Durante una vacanza in Croazia, l’austriaca Sandra Krautwaschl è rimasta colpita da quanto spesso i suoi tre figli le hanno chiesto da dove venisse “tutta quella spazzatura che c’è nel mare”.
Da lì è nata la sua personalissima crociata per una vita senza prodotti in plastica o confezionati dentro alla plastica. Una decisione meno facile di quel che si può pensare a prima vista: niente plastica vuol dire non solo niente sacchetti, ma anche niente computer, niente cellulare (e molto altro, dato che i materiali plastici sono utilizzati nei settori più disparati). Anche un semplice spazzolino da denti, senza plastica può essere una sfida.
La donna ha avviato una campagna di sensibilizzazione per fare capire che la plastica è prodotta a partire dal petrolio e che servono centinaia di anni perché si deteriori nell’ambiente.
Per quanto la sua opera di sensibilizzazione sia unanimemente apprezzata, gli esperti mettono in guardia dalle idee semplicistiche: per valutare l’impatto ambientale di un prodotto serve guardare a tutto il “ciclo di vita” e non solo ai materiali di cui è composto.
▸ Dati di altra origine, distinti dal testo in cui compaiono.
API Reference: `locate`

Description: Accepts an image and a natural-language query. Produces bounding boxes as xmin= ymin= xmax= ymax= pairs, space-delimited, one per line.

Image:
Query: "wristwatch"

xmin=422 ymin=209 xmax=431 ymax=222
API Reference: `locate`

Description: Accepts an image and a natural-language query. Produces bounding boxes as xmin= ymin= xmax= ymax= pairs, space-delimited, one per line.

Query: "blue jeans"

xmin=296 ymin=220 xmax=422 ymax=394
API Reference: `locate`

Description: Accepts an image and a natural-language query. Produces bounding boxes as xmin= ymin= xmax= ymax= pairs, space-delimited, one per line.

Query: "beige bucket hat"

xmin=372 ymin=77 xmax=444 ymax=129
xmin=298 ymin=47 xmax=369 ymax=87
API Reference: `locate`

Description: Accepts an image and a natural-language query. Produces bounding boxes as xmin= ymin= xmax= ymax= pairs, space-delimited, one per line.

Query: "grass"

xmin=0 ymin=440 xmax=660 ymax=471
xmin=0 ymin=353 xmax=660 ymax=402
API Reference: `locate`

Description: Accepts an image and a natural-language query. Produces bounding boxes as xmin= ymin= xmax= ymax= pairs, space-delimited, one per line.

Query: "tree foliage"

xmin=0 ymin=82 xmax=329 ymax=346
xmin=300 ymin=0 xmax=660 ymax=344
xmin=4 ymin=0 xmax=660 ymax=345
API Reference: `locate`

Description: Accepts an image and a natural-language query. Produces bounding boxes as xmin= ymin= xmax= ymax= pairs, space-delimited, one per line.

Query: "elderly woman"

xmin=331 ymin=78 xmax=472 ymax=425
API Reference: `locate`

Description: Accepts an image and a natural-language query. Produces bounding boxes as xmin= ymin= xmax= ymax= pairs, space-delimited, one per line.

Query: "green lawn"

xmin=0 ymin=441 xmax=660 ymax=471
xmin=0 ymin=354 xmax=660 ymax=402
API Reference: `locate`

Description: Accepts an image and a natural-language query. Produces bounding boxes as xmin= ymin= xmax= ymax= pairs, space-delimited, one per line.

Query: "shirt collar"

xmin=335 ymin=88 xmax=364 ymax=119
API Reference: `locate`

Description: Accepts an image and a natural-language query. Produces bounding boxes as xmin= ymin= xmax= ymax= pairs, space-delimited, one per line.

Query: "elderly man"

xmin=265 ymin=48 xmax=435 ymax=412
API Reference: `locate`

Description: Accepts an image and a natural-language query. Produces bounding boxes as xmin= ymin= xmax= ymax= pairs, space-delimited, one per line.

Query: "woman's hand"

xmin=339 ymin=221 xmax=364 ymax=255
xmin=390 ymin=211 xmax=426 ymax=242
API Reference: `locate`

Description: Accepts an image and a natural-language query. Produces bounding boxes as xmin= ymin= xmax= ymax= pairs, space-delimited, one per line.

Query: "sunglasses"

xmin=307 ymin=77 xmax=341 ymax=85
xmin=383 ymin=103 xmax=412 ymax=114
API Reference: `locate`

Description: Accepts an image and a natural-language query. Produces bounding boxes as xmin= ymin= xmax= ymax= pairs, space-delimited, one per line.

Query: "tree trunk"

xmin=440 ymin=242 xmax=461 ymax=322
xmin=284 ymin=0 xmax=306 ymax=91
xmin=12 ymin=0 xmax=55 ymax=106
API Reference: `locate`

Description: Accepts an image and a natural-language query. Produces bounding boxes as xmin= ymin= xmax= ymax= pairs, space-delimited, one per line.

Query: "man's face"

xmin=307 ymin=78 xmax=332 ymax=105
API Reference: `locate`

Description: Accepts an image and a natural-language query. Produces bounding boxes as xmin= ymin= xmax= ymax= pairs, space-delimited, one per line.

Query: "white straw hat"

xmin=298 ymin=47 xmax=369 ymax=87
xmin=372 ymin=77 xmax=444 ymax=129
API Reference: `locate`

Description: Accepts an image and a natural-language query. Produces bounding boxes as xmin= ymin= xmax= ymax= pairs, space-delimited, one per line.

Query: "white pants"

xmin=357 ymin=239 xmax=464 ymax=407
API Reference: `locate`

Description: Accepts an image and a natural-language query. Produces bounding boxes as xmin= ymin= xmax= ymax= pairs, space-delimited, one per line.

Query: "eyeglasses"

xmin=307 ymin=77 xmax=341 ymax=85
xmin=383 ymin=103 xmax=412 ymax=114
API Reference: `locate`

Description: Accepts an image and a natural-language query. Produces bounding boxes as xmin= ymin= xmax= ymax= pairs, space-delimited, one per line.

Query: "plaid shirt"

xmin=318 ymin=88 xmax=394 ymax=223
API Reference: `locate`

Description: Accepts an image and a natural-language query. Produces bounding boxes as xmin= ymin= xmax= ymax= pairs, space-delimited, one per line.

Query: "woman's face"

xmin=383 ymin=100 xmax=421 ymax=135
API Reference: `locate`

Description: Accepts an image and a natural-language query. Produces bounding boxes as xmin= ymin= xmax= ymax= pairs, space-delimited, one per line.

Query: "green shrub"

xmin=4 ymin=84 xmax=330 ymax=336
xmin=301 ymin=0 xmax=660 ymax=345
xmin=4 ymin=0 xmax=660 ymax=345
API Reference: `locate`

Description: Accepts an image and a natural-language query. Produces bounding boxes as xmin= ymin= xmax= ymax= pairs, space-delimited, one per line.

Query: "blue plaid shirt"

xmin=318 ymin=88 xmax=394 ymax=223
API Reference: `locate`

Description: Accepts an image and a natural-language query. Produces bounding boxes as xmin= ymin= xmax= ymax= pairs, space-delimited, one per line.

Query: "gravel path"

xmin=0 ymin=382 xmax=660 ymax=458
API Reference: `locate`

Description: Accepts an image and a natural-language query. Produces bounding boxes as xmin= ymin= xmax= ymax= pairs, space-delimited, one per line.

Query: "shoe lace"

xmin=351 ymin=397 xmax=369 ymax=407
Ad esempio, sarebbe sciocco pensare che le lampadine tradizionali siano meglio di quelle a basso consumo perché le prime “non contengono plastica”, dato che il minor consumo delle seconde ampiamente compensa gli aspetti negativi.
Il problema, sottolineano gli esperti di questioni ambientali, è l’efficienza nell’uso delle risorse energetiche e naturali: il grosso problema della plastica è che non viene recuperata e riciclata come si dovrebbe, ma spesso addirittura gettata nei campi o in acqua (dove però non si degrada). Come sottolinea qualche esperto: è un problema di cultura, prima che di materiali.